Au nom de Dieu, les philosophies ont toujours tenté de juxtaposer, voire de substituer, un concept. Qu'il s'agisse du divin ou de l'humain, le rôle de la philosophie est en effet de déployer des notions pour rendre notoires des significations. On peut distinguer les divers essais de penser Dieu en considérant leurs issues. À ceux qui admettent d'emblée la possibilité d'une affirmation quant à l'existence, l'essence ou la vie divines s'opposent ceux qui, sans renoncer à la pensée, voient celle-ci comme entraînée, en la circonstance, à d'incessants dépassements, à d'infinies corrections, à d'innombrables négations. Du sculpteur qui donne forme, corps et figure au divin se distingue l'iconoclaste, comme l'architectonique des traités de Deo diffère des écrits mystiques, qui ne s'avancent que de formulations en rétractations, d'amplifications en dépouillements. Quand s'énoncent des discours par essence multiples, leurs entrecroisements, comme ceux des différentes postures de réception, forment un tout difficilement dissociable. Comment démêler les fils de ces systèmes conceptuels ? La réalité ontologique s'offre ici à un décryptage épistémologique, dont la philosophie doit toujours à nouveau dégager les règles. En ce moment essentiel de la philosophie première, il y va du principe (dit plus tard inconditionné ou absolu), de son essence et de son existence, de ce qui doit pouvoir être pensé, sans aucunement dépendre du fait qu'il soit ou puisse être pensé, sans rien devoir (à la différence du cogito ergo sum) à la temporalité de ce fait.

C'est à Aristote que l'on doit la première élaboration logiquement développée d'une conception philosophique positive de la divinité. Elle repose tout entière sur l'idée de l'acte pur, qui conduit à la notion du Premier Moteur immobile, mais qui meut toutes choses en ce monde. En passant par Spinoza (ens absolute infinitum), cette conception de l'autonomie aboutit à l'Idée éternelle agissante en soi et pour soi, qui, selon Hegel, s'engendre et jouit de soi éternellement comme espritabsolu.

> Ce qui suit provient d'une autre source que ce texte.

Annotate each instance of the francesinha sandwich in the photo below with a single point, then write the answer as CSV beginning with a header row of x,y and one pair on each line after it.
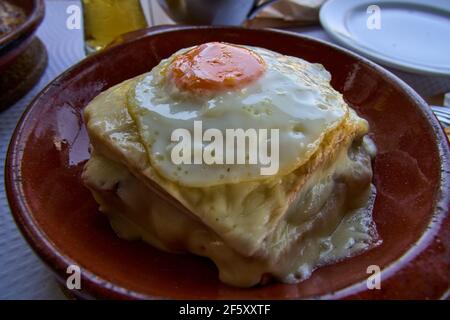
x,y
235,153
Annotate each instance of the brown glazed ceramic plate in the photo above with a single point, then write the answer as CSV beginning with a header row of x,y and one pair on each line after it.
x,y
60,220
13,43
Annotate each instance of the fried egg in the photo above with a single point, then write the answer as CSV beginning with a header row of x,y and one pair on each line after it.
x,y
224,87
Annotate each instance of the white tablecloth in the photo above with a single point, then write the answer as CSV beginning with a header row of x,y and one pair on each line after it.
x,y
22,274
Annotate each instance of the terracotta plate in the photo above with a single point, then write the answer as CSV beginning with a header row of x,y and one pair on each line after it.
x,y
59,217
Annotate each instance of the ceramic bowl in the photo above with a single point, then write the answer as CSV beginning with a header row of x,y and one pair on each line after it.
x,y
13,43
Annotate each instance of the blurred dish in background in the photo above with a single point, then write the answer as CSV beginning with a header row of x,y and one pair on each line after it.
x,y
23,57
207,12
410,35
10,17
105,20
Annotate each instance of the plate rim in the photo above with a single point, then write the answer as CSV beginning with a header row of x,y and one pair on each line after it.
x,y
326,11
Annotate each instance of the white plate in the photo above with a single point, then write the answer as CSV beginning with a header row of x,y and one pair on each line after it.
x,y
414,35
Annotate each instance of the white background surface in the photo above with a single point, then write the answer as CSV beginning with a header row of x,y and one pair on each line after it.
x,y
22,274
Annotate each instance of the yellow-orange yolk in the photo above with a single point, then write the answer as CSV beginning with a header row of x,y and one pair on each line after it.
x,y
216,66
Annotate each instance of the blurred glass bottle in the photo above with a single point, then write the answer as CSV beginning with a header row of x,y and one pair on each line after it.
x,y
105,20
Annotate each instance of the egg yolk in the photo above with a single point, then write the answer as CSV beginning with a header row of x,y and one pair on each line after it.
x,y
216,66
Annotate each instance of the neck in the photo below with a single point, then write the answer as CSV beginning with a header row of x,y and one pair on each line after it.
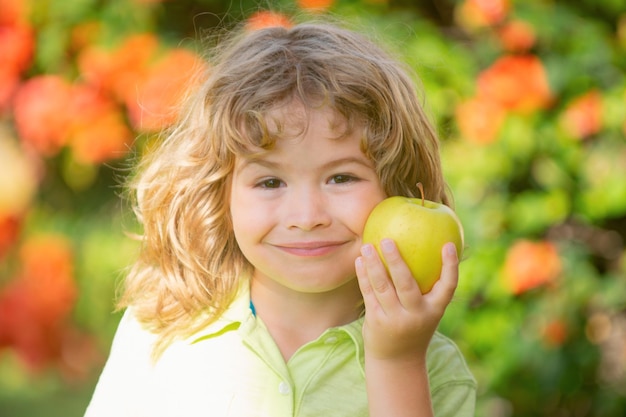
x,y
295,318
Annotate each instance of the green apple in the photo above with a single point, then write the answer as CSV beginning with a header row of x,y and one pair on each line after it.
x,y
420,229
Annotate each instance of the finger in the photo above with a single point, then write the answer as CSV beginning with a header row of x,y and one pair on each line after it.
x,y
444,289
382,286
369,298
406,287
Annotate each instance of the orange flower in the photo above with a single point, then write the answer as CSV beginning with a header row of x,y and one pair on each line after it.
x,y
47,273
98,132
473,14
119,71
10,228
517,82
34,306
156,102
13,11
265,19
315,5
18,178
17,44
479,120
555,332
583,116
530,265
516,36
40,112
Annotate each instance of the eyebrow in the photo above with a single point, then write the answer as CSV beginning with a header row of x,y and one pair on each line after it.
x,y
330,164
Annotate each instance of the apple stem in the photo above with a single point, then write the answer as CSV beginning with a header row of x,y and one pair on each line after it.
x,y
421,188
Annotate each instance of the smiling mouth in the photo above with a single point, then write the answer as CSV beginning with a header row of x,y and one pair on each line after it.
x,y
310,248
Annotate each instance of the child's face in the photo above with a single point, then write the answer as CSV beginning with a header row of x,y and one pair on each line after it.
x,y
298,211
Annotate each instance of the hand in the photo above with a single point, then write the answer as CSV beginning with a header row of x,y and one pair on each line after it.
x,y
399,319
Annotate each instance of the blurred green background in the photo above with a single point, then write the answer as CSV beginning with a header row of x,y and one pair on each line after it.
x,y
529,98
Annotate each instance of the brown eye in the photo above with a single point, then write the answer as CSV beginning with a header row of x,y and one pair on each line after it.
x,y
270,183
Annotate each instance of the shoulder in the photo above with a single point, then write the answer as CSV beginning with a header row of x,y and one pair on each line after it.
x,y
446,364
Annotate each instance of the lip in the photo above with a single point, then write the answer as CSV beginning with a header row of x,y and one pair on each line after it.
x,y
310,249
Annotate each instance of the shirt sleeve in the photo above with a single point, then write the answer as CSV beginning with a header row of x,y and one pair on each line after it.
x,y
452,385
125,379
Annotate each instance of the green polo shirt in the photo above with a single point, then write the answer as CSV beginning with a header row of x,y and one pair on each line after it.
x,y
234,368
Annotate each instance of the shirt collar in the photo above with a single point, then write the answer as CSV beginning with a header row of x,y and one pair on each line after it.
x,y
242,311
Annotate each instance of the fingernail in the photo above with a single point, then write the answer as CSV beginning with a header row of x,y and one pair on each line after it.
x,y
450,249
387,245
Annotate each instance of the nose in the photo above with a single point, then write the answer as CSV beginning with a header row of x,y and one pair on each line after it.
x,y
307,208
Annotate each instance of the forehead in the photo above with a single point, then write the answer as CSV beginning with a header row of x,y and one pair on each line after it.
x,y
294,119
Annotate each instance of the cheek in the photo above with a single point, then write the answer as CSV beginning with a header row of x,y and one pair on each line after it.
x,y
358,211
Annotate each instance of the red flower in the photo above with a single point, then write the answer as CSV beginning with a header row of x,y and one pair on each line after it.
x,y
156,101
40,112
265,19
479,120
583,116
98,131
530,264
517,36
315,5
17,44
34,306
13,11
10,228
474,14
517,82
119,71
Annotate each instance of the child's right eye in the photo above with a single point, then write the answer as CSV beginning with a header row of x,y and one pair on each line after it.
x,y
270,183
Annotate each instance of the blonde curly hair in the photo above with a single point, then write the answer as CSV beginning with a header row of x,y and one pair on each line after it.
x,y
190,266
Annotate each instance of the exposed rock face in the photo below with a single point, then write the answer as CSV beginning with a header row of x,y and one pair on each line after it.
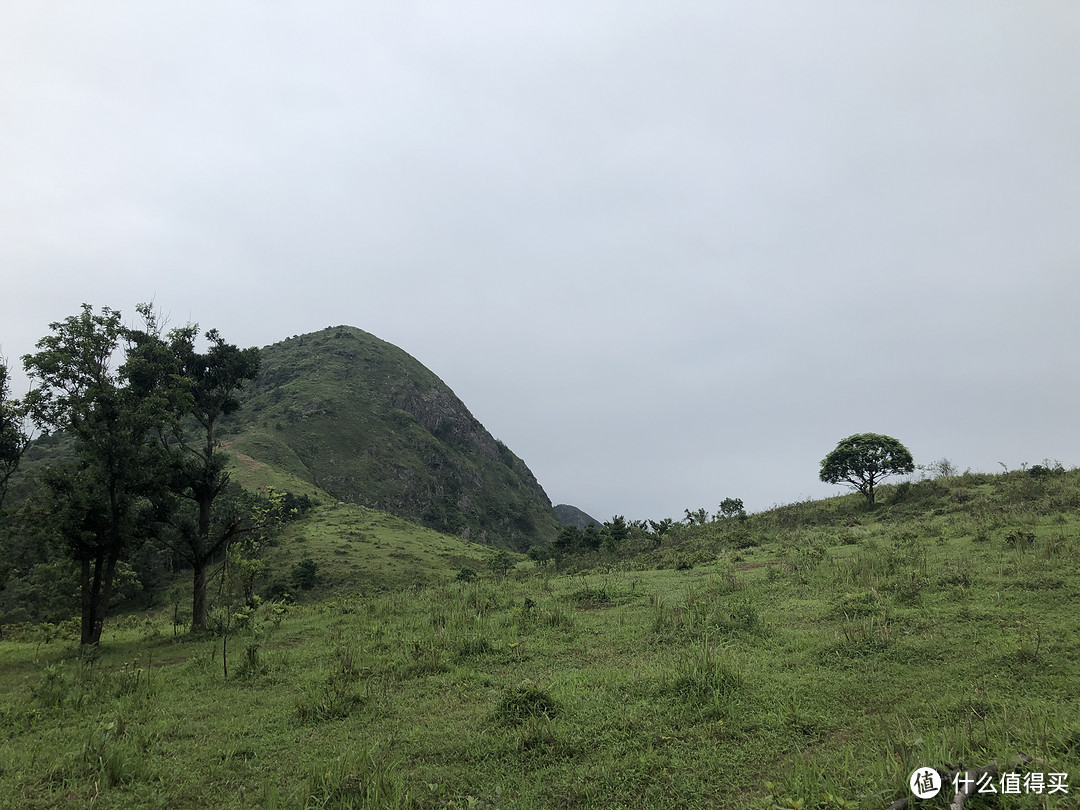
x,y
572,516
369,424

Mais en face il y a les philosophies de la distance et de l'énigme, pour lesquelles on n'atteint Dieu que par la négation. Apophatisme (du grec apophasis, négation) et théologie négative s'épuisent à exprimer la désappropriation de soi requise du rapport à l'Un. Si l'on peut rattacher ces pensées à celle de l'Un infigurable de la première hypothèse du Parménide, c'est en soulignant la diversité des cultures, des époques et des penseurs qui, eu égard à ce rapport vécu, déployèrent un travail, aux ramifications infinies, de mise en œuvre logique et dialectique du langage.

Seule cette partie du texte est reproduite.